158-Malditos Perros. Por Erebus

DESCALIFICADO para el premio del público.

Cindy despertó presa del terror. Una pesadilla artera, vívida y pavorosa la trajo de vuelta desde el mundo de los sueños a la realidad de la pobreza. Miguel, su pareja, la quedó mirando estupefacto. Cindy, en esa silenciosa y serena noche adornada con estrellas mortecinas, taladraba absorta las cornisas de los históricos edificios de la Plaza de Armas y ni siquiera oía a Miguel preguntarle qué estaba pasando…

 

– Cindy, Cindy. Háblame ¿Qué ocurre?

– ¿Cómo? ¿Qué? ¿Dónde estoy?

– Estás aquí conmigo. Tranquila. Ya pasó. Fue sólo una pesadilla.

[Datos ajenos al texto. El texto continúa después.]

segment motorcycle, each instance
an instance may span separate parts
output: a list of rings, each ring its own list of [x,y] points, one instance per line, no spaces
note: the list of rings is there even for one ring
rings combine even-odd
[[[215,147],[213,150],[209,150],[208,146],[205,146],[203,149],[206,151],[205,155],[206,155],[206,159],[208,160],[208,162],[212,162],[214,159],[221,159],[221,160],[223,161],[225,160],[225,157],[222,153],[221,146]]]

– No lo sé. Fue tan real, casi como una premonición. Había detonaciones por doquier, botas trepidantes y fusiles en ristre. Un hombre escapaba por las calles vacías de la ciudad.  Unas sombras lo perseguían, lo rodeaban y lo golpeaban sin cesar. El hombre que tenía la cara moreteada, la boca sin dientes y escupía chorros de sangre, gritaba con desesperación: “no me maten, tengo familia”, pero las sombras no atendían sus lamentos, simplemente lo arrojaron al suelo y…

– Calma, calma, estás aquí conmigo. Fue sólo un mal sueño. Vuelve a dormir.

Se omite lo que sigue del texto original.